After receiving the AWAITING_AUTHENTICATOR_ENROLLMENT_SELECTION status and the list of authenticators, you need to provide the user with a form to select the authenticator to enroll. In the following wireframe, there is only one password authenticator to enroll.

A choose your authenticator form with only a password authenticator option and a next button

4: The user selects the authenticator to enroll

Pass the user-selected authenticator (in this case, the password authenticator) to the IDXAuthenticationWrapper.selectAuthenticator() method.

val authenticationResponse = idxAuthenticationWrapper.selectAuthenticator(proceedContext, authenticator)

This request returns an AuthenticationResponse object with AuthenticationStatus=AWAITING_AUTHENTICATOR_VERIFICATION. You need to build a form for the user to enter their password in this authenticator verification step.

A set password form with two fields to enter and to confirm a password and a submit button

5: Verify the authenticator and display additional authenticators

After the user enters their new password, call the IDXAuthenticationWrapper.verifyAuthenticator() method with the user's password.

val verifyAuthenticatorOptions = VerifyAuthenticatorOptions(newPassword)
val authenticationResponse = idxAuthenticationWrapper.verifyAuthenticator(proceedContext, verifyAuthenticatorOptions)

The request returns an AuthenticationResponse object with AuthenticationStatus=AWAITING_AUTHENTICATOR_ENROLLMENT_SELECTION and an Authenticators list that contains the email and phone factors.

A choose your authenticator form with email and phone authenticator options and a next button

6: The user selects the email authenticator

In this use case, the user selects the Email authenticator as the authenticator to verify.
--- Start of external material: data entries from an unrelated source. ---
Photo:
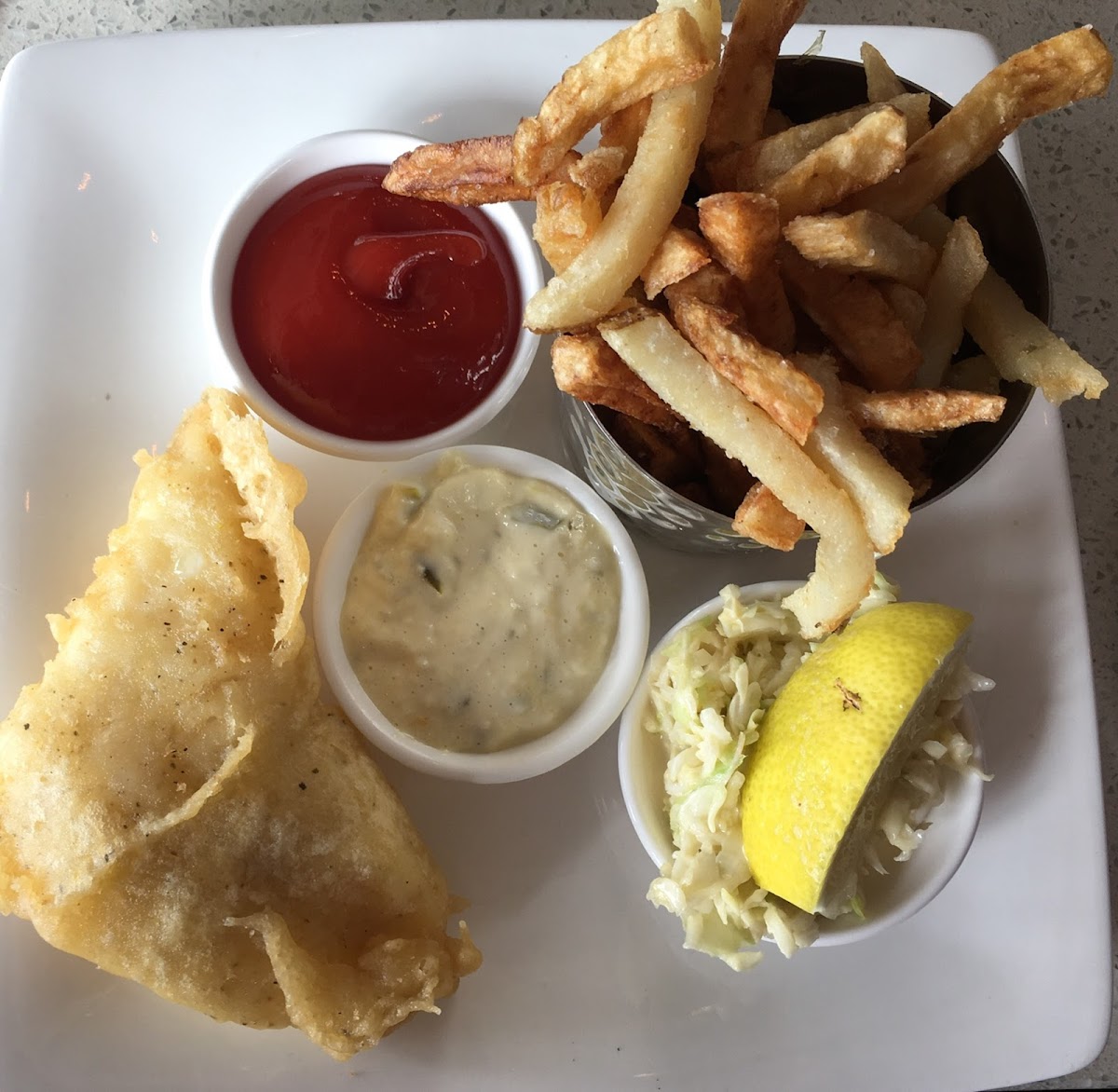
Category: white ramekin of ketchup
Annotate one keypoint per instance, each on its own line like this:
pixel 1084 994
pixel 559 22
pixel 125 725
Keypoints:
pixel 362 323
Pass this user-selected authenticator to the IDXAuthenticationWrapper.selectAuthenticator() method.

val authenticationResponse = idxAuthenticationWrapper.selectAuthenticator(proceedContext, authenticator)

If this request is successful, a code is sent to the user's email and AuthenticationStatus=AWAITING_AUTHENTICATOR_VERIFICATION is returned. You need to build a form to capture the code for this verification step.
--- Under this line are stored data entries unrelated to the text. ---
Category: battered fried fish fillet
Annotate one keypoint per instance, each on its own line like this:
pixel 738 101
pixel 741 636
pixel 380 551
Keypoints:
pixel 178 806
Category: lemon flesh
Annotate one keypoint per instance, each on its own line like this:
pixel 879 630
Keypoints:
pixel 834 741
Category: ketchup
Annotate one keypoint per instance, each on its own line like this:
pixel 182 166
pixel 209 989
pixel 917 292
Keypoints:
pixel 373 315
A form with a field for a verification code and a submit button

7: The user submits the email verification code

The user receives the verification code in their email and submits it in the verify code form. Use VerifyAuthenticationOptions (opens new window) to capture the code and send it to the IDXAuthenticationWrapper.verifyAuthenticator() method:

val verifyAuthenticatorOptions = VerifyAuthenticatorOptions(code)
val authenticationResponse =
    idxAuthenticationWrapper.verifyAuthenticator(proceedContext, verifyAuthenticatorOptions)

If the request to verify the code is successful, the SDK returns an AuthenticationResponse object with AuthenticationStatus=AWAITING_AUTHENTICATOR_ENROLLMENT_SELECTION property and an Authenticators list that contains the phone factor. Reuse the authenticator enrollment form from 3: Display enrollment factors to display the list of authenticators to the user.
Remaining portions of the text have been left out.